S: 7:16pm (western time) – 11:15am (Taiwan time)
Today, I reached Taiwan. During, and after the trip, I was scared. I was unprepared. It was my first time going to an airport ….
S: 3:24am west. time
I feel very angry right now. Why? Because I can sense that no one really loves me, except my mom. When I go out into the vast city streets, I can feel ignorance, and hate. I feel that no one really cares about me. Yes, even through people interact more, they don’t interact with me. I see gold but I can’t get any, which makes me sadder. I hear loud motorcycles, cars, honks, etc, and I wonder if Taiwan is really a good place to live. In my option, Taiwan is a place of human interaction and nature. You need to feel very human to be there. It is not a place for those who need less socialization.
And, I just heard a trash car playing what? Yes, it is playing the tune of an ice cream truck. Heh, why would a garbage truck play such a sweet melody?
And I feel that people here, especally students, all seem to be “smarter” than me. They tend to have a “superior” way of living. For me, who is raised in America, they treat me as if they are smarter than me. That may be true, but do they really need to show off? A human way of living expresses human sinful attributes such as pride.
And I realized that my own parents, from my mom’s side, are not the perfect loving parent I thought them to be. My grandpa hurts others without knowing it. He ignored me when I talked to him about the superiority of education in Taiwan compared to the US. He said that I earn little money in America from working. Why would he say those things? I think he said them to hurt me. To put me down. I responded back by saying that I earn more money in the US than in Taiwan, but unfortantly, the main target of my attack, my grandpa, was in the bathroom.
Back to the my main journal topic, I feel humans, and thus people, love only those who deserve to be loved.
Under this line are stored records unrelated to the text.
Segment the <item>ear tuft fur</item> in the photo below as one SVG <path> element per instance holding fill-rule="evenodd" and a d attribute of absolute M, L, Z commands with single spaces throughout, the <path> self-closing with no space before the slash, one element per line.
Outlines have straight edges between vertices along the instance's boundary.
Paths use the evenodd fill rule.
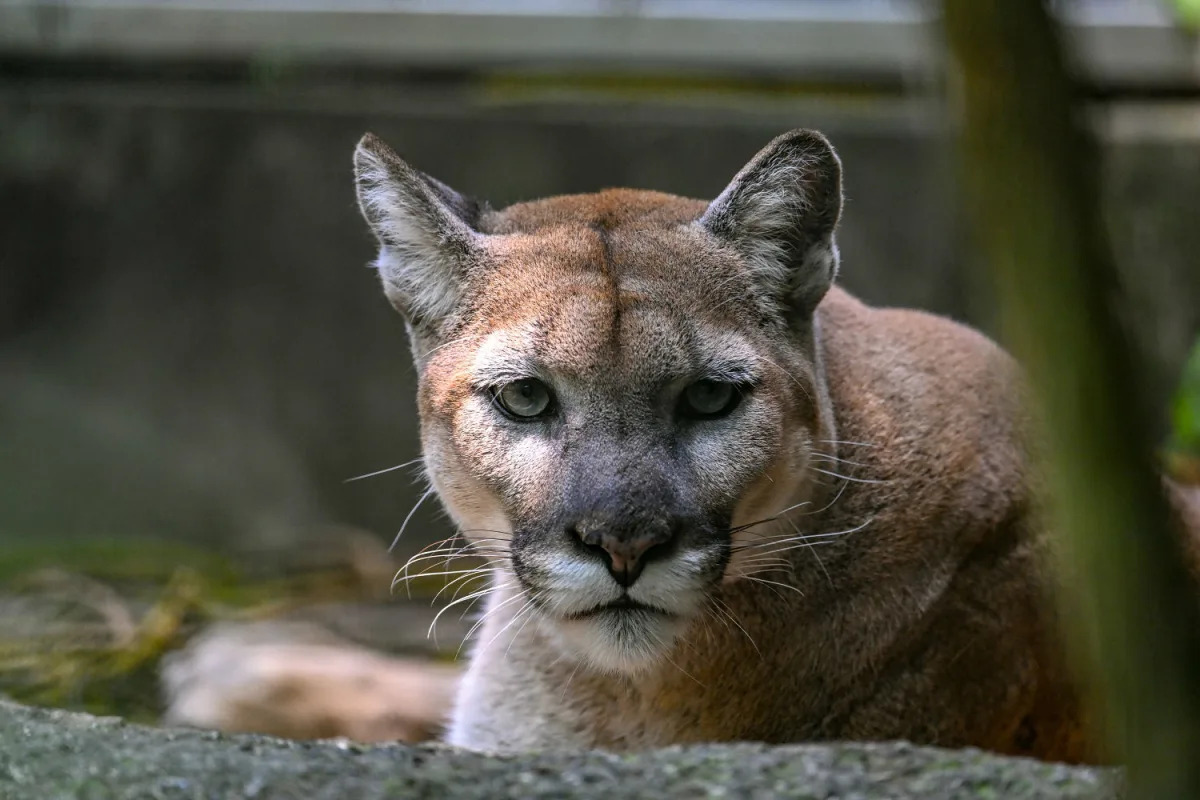
<path fill-rule="evenodd" d="M 373 134 L 354 151 L 358 206 L 375 237 L 384 292 L 421 328 L 449 315 L 478 261 L 482 205 L 410 167 Z"/>
<path fill-rule="evenodd" d="M 838 269 L 842 165 L 829 140 L 795 130 L 764 147 L 700 218 L 741 254 L 764 289 L 811 313 Z"/>

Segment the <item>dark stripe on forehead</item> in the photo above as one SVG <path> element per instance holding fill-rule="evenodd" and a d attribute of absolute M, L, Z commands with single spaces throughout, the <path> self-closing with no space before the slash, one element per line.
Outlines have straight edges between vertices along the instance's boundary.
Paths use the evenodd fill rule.
<path fill-rule="evenodd" d="M 612 309 L 612 323 L 608 330 L 608 347 L 615 356 L 621 346 L 621 279 L 617 275 L 616 265 L 612 258 L 612 242 L 609 239 L 609 229 L 603 224 L 589 226 L 600 242 L 600 274 L 607 281 L 607 297 L 609 308 Z"/>

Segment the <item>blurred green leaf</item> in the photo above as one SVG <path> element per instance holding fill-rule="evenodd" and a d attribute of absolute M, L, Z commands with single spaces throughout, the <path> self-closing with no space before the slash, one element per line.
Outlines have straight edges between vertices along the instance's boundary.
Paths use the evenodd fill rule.
<path fill-rule="evenodd" d="M 57 567 L 101 580 L 162 585 L 181 566 L 221 586 L 242 581 L 228 557 L 167 539 L 51 536 L 0 548 L 0 584 L 33 570 Z"/>
<path fill-rule="evenodd" d="M 1173 0 L 1180 24 L 1200 30 L 1200 0 Z"/>
<path fill-rule="evenodd" d="M 1200 341 L 1183 368 L 1171 407 L 1171 449 L 1200 457 Z"/>

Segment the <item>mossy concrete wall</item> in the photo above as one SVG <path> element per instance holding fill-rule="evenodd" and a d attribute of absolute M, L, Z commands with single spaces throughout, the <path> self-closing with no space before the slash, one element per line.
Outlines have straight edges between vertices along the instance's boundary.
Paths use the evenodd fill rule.
<path fill-rule="evenodd" d="M 278 550 L 323 521 L 390 539 L 422 488 L 411 473 L 343 482 L 418 454 L 408 345 L 355 208 L 366 130 L 500 205 L 613 185 L 714 196 L 779 132 L 818 127 L 845 163 L 842 282 L 993 327 L 936 104 L 436 78 L 0 79 L 0 544 Z M 1108 148 L 1108 207 L 1162 398 L 1200 325 L 1200 146 L 1194 110 L 1174 127 L 1135 112 Z M 434 507 L 405 545 L 449 532 Z"/>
And how do you deserve to be loved? By being disciplined, and useful to society. If you are not, this society will hate you. It would shun you. Even if you are needed by society, individual people may hate you. If you are not needed by society, than nobody will love you. Only a fool, and maybe your parents may stll love you. Jesus said that if you do good to one of the least of men, you did it to me. The Taiwanese society and people are guilty of transgressing this sin.